Larsen appreciates how Omniture leveraged technology to scale their business. “They designed the business so that it had something not just better, but truly different to offer—and it would allow people to sign up online without his team personally being present. Also, the system would deliver the service to more and more people without needing to hire additional staff at a linear rate.”
Omniture was able to grow its revenue so much faster than its expenses, that they eventually sold for $1.8 billion to Adobe in 2009—and it’s partly because they embraced technology to scale their business without subjecting senior management to overworking themselves.
4. Focus On Experience
“No matter what, focus on the experience. Remember that what you offer to the world is an experience. It’s the one thing that can’t be commoditized, whether your company makes a great product or you are serving people,” says Ben Laws, co-founder and CEO of Evexia Wealth, an investment management and wealth coaching company.

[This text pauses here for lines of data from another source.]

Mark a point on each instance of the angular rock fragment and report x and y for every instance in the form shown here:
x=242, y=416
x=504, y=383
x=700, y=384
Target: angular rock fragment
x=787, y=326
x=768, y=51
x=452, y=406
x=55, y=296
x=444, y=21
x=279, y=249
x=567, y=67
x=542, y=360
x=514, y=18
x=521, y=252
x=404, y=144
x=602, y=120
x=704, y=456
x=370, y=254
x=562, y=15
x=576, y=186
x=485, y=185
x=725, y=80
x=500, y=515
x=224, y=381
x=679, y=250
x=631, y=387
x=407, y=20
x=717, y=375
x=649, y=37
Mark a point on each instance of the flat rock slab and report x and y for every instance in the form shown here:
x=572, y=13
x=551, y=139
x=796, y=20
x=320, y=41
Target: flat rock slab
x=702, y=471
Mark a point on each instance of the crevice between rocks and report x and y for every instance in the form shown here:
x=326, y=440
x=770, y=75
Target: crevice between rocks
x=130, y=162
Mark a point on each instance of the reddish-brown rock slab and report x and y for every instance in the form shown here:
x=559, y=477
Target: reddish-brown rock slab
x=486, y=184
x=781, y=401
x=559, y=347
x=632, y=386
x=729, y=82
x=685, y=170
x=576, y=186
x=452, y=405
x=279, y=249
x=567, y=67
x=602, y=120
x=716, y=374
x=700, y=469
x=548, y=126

People don’t buy Tom’s shoes, shop at Walmart or eat at Chick-Fil-A just because it’s the closest or most convenient thing. They most often do it because of the experience, and one of the biggest challenges of scaling a business is retaining that important experience as it grows.
“Experience is what makes people come back for more,” Laws adds. “Let the right people and solid processes of your company create a consistent customer experience and you’ll already be scaling.”
Think about what sets your business apart. Your customers should have a distinct understanding of what makes you different and unique—that shouldn’t change as you scale.
Scaling a business is a unique challenge, but the right advice can make it easier. Make sure you’re taking advantage of these tips to capitalize on your momentum and ride to a bright future for your company.